Once you have created a child model to use for scoring, you can create another analysis that uses a Segmentation node to score a new data set. The new data set must contain the same fields that were used as parameters when the scoring model was trained. During scoring, the Segmentation node will compare the values in these fields to values in the scoring model in order to assign segments.
Loan example: Scoring
This example continues the "Loan example: Training" from above.
- Another data set with the same parameters is used as an input to a Segmentation node in another analysis.
- Select Score in the Operation property.
- Select the same Analytic Model that was used in training.

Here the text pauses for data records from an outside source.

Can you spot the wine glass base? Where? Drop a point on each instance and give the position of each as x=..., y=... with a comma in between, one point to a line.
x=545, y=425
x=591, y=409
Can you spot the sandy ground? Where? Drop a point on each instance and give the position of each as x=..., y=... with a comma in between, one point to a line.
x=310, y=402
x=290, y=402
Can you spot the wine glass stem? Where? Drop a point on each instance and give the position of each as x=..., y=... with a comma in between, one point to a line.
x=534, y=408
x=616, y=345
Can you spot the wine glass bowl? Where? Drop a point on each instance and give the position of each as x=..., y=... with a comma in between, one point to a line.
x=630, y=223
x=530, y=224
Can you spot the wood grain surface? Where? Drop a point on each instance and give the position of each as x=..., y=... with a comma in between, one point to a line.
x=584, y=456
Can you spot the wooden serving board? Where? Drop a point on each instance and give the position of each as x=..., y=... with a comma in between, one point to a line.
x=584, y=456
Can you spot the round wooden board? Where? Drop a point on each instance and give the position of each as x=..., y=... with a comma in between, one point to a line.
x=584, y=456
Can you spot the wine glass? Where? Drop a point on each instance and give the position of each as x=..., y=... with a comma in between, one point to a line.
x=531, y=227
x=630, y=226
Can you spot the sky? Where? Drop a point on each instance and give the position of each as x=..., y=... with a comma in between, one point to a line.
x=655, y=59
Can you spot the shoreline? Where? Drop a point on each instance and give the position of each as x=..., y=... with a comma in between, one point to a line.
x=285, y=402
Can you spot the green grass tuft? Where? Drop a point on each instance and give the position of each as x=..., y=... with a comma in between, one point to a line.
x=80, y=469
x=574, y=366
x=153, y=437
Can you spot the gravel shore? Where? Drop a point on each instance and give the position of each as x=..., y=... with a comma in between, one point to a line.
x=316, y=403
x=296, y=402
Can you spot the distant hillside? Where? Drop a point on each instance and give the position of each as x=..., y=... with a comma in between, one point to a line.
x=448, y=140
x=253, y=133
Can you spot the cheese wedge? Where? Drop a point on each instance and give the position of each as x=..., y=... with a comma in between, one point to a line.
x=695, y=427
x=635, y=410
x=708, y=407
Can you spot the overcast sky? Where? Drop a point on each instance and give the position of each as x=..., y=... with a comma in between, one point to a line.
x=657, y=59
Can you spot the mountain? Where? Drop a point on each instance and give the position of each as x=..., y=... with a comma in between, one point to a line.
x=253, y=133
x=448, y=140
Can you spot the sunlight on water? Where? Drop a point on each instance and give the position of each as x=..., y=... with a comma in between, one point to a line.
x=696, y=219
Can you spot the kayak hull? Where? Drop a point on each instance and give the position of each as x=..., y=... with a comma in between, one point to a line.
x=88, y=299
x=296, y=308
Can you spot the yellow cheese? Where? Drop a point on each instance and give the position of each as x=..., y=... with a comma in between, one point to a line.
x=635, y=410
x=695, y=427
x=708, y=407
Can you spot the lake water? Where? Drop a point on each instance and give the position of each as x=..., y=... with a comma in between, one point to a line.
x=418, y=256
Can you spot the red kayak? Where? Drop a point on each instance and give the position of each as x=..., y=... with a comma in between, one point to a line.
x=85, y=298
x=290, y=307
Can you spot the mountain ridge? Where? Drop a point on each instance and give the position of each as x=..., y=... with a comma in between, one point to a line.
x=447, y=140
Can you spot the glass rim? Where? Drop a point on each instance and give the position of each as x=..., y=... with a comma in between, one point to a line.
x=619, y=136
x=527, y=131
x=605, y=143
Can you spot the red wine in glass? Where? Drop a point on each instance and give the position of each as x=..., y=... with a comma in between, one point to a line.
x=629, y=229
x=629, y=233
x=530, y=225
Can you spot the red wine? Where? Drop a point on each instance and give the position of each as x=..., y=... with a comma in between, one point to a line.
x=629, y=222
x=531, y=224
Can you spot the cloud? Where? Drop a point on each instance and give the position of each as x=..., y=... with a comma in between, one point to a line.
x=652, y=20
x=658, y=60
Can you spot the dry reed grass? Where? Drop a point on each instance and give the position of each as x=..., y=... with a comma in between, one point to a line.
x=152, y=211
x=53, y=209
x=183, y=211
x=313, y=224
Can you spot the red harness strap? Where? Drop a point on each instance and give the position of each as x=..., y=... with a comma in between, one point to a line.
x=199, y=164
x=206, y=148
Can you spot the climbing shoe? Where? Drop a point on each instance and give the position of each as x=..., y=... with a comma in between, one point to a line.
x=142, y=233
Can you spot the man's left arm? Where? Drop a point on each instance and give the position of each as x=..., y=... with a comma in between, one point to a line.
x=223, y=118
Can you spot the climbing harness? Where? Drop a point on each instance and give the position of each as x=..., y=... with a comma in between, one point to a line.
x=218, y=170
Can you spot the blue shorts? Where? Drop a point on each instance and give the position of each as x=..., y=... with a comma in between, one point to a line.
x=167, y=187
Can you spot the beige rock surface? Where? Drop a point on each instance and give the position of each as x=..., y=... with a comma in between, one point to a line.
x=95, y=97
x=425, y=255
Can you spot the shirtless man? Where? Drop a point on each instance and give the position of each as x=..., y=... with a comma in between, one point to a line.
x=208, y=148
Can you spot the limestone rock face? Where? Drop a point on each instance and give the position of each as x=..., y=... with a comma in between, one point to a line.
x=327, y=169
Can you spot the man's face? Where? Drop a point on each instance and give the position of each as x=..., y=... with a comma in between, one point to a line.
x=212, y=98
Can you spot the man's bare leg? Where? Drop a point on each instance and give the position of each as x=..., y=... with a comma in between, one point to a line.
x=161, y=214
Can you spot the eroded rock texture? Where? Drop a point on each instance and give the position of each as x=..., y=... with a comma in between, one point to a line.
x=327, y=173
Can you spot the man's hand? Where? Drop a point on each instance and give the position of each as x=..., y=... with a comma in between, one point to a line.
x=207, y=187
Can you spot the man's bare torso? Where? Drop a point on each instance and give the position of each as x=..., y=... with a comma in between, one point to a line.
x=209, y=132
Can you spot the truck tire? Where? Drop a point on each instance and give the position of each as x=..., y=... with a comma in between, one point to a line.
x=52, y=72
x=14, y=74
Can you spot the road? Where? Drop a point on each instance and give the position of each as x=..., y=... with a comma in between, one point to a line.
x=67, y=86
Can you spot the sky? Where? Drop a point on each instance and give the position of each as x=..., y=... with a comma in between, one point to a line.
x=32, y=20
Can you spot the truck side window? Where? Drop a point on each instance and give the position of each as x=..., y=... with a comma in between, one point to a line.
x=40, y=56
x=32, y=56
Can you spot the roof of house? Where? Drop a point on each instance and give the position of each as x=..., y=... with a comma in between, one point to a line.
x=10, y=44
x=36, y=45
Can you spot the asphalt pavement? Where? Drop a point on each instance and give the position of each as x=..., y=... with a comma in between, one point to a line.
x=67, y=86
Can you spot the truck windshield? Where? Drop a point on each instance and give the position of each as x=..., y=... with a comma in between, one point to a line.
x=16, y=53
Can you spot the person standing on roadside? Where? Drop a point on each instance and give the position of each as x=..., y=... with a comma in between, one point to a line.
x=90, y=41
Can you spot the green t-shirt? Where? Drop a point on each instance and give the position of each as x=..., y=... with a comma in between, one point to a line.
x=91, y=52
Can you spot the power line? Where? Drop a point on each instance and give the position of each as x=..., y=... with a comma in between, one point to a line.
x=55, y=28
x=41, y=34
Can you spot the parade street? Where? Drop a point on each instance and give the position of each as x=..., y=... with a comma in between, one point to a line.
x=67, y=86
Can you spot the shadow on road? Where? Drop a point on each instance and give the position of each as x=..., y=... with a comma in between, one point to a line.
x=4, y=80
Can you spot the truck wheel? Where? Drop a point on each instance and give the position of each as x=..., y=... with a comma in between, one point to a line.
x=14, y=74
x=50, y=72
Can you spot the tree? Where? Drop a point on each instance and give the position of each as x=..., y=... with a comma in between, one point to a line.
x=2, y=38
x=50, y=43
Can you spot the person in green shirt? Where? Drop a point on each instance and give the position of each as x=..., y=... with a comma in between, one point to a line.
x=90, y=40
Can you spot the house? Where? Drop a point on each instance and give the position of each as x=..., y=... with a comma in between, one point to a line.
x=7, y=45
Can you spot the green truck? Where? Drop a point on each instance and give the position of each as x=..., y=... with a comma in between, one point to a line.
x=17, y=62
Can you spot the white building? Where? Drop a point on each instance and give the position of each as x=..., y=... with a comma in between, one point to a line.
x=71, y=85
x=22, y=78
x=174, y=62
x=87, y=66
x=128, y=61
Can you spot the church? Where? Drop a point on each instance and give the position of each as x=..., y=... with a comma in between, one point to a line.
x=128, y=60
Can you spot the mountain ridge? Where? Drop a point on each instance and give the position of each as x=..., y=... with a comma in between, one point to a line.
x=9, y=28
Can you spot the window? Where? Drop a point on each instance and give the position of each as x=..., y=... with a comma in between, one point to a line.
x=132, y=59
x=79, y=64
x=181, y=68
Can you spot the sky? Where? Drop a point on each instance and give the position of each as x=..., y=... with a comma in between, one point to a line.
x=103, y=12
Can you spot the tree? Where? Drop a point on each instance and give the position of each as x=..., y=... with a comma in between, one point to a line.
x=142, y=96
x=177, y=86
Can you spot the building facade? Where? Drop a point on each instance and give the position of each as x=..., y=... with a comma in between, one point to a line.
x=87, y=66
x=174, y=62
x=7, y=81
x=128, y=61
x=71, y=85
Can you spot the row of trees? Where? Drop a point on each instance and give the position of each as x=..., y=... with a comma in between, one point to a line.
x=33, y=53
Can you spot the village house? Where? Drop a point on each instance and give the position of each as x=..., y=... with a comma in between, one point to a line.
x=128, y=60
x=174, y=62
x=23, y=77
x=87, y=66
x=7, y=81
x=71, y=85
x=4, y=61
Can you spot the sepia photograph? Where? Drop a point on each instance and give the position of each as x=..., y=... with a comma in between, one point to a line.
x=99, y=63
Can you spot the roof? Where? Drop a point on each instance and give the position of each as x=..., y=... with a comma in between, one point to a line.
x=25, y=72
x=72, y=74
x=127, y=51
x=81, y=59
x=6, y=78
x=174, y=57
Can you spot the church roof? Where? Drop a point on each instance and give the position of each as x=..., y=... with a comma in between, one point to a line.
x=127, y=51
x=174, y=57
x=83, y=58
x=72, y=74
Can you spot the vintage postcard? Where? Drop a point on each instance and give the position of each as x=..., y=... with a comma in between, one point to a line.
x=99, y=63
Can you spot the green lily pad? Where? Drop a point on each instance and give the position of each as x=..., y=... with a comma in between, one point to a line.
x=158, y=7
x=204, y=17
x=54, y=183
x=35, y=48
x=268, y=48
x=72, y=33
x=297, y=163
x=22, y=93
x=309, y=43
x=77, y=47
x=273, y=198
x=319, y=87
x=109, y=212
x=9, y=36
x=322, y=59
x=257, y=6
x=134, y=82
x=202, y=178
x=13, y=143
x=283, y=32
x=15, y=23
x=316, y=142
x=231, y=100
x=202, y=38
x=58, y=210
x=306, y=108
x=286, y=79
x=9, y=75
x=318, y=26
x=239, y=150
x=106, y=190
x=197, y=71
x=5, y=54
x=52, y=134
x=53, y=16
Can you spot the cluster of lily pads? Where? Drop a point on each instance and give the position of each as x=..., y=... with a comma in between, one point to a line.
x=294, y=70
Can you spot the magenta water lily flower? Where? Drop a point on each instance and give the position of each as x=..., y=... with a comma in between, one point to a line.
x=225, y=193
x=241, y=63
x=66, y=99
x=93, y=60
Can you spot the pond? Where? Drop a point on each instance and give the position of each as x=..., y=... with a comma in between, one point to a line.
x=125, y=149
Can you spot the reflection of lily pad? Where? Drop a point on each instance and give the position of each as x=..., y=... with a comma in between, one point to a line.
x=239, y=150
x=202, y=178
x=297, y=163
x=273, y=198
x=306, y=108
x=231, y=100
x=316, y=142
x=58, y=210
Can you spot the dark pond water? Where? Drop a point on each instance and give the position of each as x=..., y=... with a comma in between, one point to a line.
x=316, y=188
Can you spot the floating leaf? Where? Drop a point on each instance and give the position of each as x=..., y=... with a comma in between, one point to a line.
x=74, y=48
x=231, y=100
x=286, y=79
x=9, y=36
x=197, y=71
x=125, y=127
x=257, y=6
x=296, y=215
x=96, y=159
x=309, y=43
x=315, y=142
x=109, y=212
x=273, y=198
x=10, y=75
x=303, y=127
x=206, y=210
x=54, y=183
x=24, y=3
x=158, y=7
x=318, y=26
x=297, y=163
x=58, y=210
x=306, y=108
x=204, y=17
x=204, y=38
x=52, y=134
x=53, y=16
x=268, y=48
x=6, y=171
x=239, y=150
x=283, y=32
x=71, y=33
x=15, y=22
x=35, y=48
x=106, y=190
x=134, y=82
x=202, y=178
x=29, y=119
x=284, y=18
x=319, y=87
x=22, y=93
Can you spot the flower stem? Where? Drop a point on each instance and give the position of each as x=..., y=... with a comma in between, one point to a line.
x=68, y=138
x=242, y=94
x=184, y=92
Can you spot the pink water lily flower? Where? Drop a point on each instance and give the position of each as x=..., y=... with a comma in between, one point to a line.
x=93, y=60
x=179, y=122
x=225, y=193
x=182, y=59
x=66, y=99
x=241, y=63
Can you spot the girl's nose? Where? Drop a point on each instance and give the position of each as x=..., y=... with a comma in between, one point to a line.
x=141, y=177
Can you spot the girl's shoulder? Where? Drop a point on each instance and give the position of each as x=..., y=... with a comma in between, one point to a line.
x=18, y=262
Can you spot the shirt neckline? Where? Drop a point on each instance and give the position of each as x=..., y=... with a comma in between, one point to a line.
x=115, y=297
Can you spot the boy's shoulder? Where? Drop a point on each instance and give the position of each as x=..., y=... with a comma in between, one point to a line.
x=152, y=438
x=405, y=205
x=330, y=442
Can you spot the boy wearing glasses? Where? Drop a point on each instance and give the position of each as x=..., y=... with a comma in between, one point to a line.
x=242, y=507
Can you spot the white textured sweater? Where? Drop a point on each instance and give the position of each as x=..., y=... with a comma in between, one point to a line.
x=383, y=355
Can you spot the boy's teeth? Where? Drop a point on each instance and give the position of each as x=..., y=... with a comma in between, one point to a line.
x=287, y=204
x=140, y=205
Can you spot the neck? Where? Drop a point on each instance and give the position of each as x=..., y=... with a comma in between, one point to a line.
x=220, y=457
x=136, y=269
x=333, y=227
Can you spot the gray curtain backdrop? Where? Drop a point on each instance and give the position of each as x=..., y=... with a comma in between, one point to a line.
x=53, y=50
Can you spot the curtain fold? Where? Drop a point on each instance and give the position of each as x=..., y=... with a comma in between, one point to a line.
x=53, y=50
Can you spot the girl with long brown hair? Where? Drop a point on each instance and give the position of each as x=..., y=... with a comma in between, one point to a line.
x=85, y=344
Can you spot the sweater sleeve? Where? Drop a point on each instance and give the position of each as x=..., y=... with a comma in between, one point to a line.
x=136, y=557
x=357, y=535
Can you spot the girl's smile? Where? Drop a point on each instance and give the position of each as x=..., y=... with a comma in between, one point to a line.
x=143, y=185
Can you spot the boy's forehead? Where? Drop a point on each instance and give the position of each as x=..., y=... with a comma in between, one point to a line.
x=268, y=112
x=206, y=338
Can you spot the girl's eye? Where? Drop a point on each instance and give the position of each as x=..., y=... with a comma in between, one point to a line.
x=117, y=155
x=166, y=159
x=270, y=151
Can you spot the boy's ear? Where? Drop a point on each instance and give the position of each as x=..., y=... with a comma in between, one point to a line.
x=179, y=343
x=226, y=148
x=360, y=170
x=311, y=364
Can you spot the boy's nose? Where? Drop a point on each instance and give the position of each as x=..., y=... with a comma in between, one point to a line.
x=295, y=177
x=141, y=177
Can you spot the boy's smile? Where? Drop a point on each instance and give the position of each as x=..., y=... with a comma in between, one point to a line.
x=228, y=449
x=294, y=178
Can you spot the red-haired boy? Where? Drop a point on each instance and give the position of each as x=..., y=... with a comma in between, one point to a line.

- Specify a Prediction Field, for example
CustomerSegment
. - Run the analysis.
The Segmentation node outputs a data set containing the input fields, the Prediction Field, and any other field attached to records. You could use dashboards or the visualizer to further explore this data set.
Segmentation evaluation
The Segmentation node does not feature an Evaluate operation, however the results of training/scoring can still be evaluated by using the Data Store Output from a training or scoring run to build a data view.
Loan example: Evaluation
In the case of the loan example outlined above, placing the Data Store Output of training or scoring into a data view would allow you to analyze loan applicant segments. Such a data view would enable dashboards that visualize the parameters describing applicants, showing which applicants have similar parameter values. These applicants would be grouped into segments, or "clusters".
Properties
Display Name
Specify a name for the node.
The default value is Segmentation.
Model tab
Operation
Select an operation type. Choose from:
- Train
- Score
Input Fields
Click Add Field to select input fields to analyze.
Analytic Model
Select an analytic model. You can only choose from Segmentation type models.
Label Field
Enter a name for a label field which will be included in the output of the node.
Prediction Field
Enter a name for a prediction field which will be included in the output of the node.
Segmentation tab
Number Of Desired Segments
Specify the number of segments that you want to create.
Max Number Of Iterations To Run
Specify the maximum number of iterations to run.